We also investigated chemotaxis of murine naive (data not shown) and memory T lymphocytes in response to mBD-8 and HBD-2. Similar to their human counterparts, murine lymphocytes were not recruited by HBD (data not shown) or mBD, despite their vigorous chemotactic response to CCL20 (Fig. 4C).

Mobilization of mast cells

HBD-2 to -4 have been shown to induce in vitro chemoattraction of rat peritoneal mast cells whereas HBD-1 completely lacked this activity 21, 22. Investigating chemotaxis of murine mast cells generated from bone marrow precursors in the presence of SCF and IL-3, we observed that HBD-1 as well as HBD-2 to -4 are effective chemotaxins in vitro (Fig. 5A). Activation of murine mast cells by antigen-independent mechanisms (ionomycin) or by IgE plus Ag enhanced migration in response to β-defensins (Fig. 5B, C). Studying chemotaxis in vivo, the distinction between β-defensin-induced mobilization of resting and activated mast cells was even more pronounced. PKH26-labeled mast cells were recruited into the peritoneal cavity by HBD-2 exclusively after stimulation with ionomycin or IgE plus Ag (Fig. 5D). In vivo migration was also subject to homologous desensitization since preincubation of murine mast cells with HBD-2 abrogated its subsequent chemotactic effects (Fig. 5D).

Figure 5.

Murine and human mast cells migrate in response to β-defensins. (A) Murine mast cells derived from bone marrow precursor cells were stimulated with ionomycin for 24 h. Subsequently, in vitro migration was investigated in response to human β-defensins (1000 ng/mL each) or buffer (∅). (B) Murine mast cells were cultured for 24 h in the presence (filled symbols) or absence (open symbols) of ionomycin. Subsequently, in vitro migration was measured. (C) Murine mast cells were cultured for 4 h in the absence (∅) or presence of ionomycin or in the presence of albumin-DTT after a 24-h period of IgE loading (IgE/Ag). Subsequently, in vitro migration was investigated in response to HBD-2 (1000 ng/mL) or buffer (∅). (D) Murine mast cells were cultured for 4 h in the absence (∅) or presence of ionomycin or in the presence of albumin-DTT after a 24-h period of IgE loading (IgE/Ag). Subsequently, cells were labeled with PKH26 and preincubated as indicated. Thereafter, cells were injected i.v. into syngeneic BALB/c mice together with HBD-2 (10 µg) i.p. After 15–18 h, peritoneal cells were harvested and labeled migratory cells identified by FACS analysis. (E) In vitro migration of HMC-1 cells was measured in response to human β-defensins. (F) To investigate receptor desensitization, HMC-1 cells were preincubated in the absence (open bars) or presence (filled bars) of PKC inhibitor GF109 and, subsequently, with different β-defensins, PMA or buffer (∅). Thereafter, migration was measured in response to HBD-2 (1000 ng/mL) or buffer. (A–F) Mean values (± SEM) of three independent experiments each are shown.

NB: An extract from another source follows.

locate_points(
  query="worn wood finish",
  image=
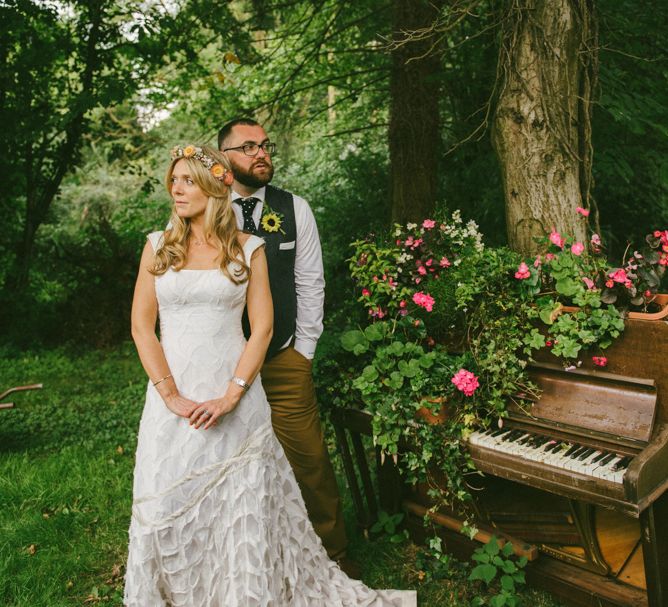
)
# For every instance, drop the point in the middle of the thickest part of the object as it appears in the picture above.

The cell line HMC-1 is widely used as a model for immature human mast cells. Similar to murine mast cells, HMC-1 migrated in vitro in response to all four human β-defensins tested (Fig. 5E). In analogy to human macrophages, HBD-1 to -4 desensitized each other's chemotactic impact on human mast cells (Fig. 5F and data not shown). Likewise, the general PKC inhibitor GF109 was unable to block desensitization between members of the β-defensin family whereas PMA-induced heterologous desensitization was completely abrogated (Fig. 5F). Thus, human β-defensins appear to signal through a common receptor also in mast cells resulting in PKC-independent homologous receptor desensitization.

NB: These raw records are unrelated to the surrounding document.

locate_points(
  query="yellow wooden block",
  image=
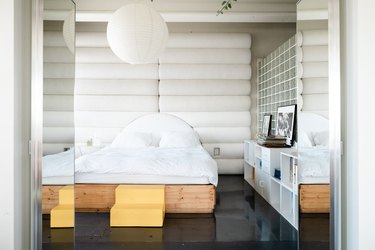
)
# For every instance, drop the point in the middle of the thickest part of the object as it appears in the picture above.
(140, 194)
(137, 215)
(62, 216)
(66, 195)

Induction of calcium fluxes in immune cells

We were unable to detect β-defensin-induced calcium fluxes in human monocyte-derived macrophages or murine macrophages generated from precursor cells in the presence of M-CSF despite the induction of chemotaxis (data not shown). In contrast, the human mast cell line HMC-1 vigorously responded to HBD-1 to -4 with intracellular calcium fluxes (Fig. 6A–D). Furthermore, complete desensitization occurred between the four HBD (Fig. 6 and data not shown). In contrast, the anaphylatoxin C5a that is a potent inducer of intracellular calcium fluxes failed to desensitize the activity of HBD-2 (Fig. 6E).

Figure 6.

β-Defensin-induced calcium fluxes in HMC-1 are subject to homologous desensitization. Upon loading with Fluo3/pluronic F127, HMC-1 cells were monitored for changes of calcium-dependent fluorescence in response to HBD-2 (10 µg/mL). Prior to the HBD-2 stimuli, cells were exposed to HBD-1 (A), HBD-2 (B), HBD-3 (C), HBD-4 (D) (all at 10 µg/mL) or C5a (E) (100 ng/mL) to investigate receptor desensitization. Equal cellular loading with the calcium-sensitive dye was controlled by treatment of the cells with 100 nM ionomycin. One representative out of three independent experiments is shown.

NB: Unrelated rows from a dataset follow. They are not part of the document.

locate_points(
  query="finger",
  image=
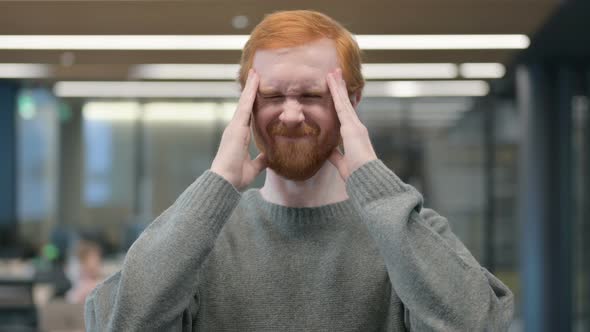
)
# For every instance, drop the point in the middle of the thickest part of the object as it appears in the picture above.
(344, 108)
(244, 110)
(256, 166)
(259, 163)
(337, 159)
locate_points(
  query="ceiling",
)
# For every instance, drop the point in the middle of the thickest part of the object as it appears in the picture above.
(215, 17)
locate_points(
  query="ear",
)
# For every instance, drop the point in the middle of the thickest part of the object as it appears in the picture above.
(355, 98)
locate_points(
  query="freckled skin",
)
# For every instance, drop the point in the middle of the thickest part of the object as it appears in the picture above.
(293, 93)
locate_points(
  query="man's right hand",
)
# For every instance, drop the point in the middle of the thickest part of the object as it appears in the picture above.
(233, 161)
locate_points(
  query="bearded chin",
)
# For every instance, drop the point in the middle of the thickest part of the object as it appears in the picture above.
(296, 160)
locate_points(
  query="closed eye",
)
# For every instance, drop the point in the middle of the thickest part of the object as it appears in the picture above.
(311, 96)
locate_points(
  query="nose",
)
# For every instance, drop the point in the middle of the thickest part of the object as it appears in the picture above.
(292, 114)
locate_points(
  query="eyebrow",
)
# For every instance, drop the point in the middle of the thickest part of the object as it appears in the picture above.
(266, 91)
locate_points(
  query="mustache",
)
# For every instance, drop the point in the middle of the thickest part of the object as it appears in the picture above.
(305, 129)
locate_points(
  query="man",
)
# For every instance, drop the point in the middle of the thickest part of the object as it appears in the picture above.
(332, 241)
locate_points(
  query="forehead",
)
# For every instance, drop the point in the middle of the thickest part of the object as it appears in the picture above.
(305, 66)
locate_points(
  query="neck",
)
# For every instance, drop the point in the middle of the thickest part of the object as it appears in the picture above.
(325, 187)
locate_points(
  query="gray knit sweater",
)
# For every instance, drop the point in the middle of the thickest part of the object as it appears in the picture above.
(218, 260)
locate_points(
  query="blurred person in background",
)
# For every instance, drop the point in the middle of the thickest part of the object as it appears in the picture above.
(333, 241)
(88, 272)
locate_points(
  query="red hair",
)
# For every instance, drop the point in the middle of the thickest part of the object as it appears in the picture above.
(297, 27)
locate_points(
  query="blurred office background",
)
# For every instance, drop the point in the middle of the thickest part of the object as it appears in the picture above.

Involvement of MAPK and Gαi

To determine the roles of MAPK in defensin-induced signaling pathways, we used a pharmacological approach. Human macrophages (Fig. 7A) and murine mast cells (Fig. 7B) were pretreated with PD098059, SP600125 or SB203580 that inhibit ERK, JNK and p38 phosphorylation, respectively. We found that all three MAPK contributed to β-defensin-induced chemotaxis.

Figure 7.

MAPK and Gαi contribute to β-defensin-induced chemotaxis. Human macrophages (A) and murine mast cells stimulated with ionomycin for 24 h (B) were preincubated in the absence (∅) or presence of inhibitors for MAPK p38 SB203580, JNK SP600125, ERK PD098059, or pertussis toxin. Subsequently, in vitro chemotaxis was measured in response to HBD-2 (1000 ng/mL). As controls, C5a, CCL3 (100 ng/mL each) or buffer (∅) were used. Mean values (± SEM) of three independent experiments each are shown.

Preincubation of macrophages with pertussis toxin abrogated migration towards HBD-2 (Fig. 7A), indicating that Gαi proteins are instrumental in β-defensin-induced signal transduction.

Discussion

One of the main functions of defensins is the killing or inactivation of microorganisms 10. This capacity renders defensins important players of the innate leg of immunity. Recent evidence also suggests that defensins may be involved in adaptive immunity by attracting immunocompetent cells to the sites of infection and inflammation 23.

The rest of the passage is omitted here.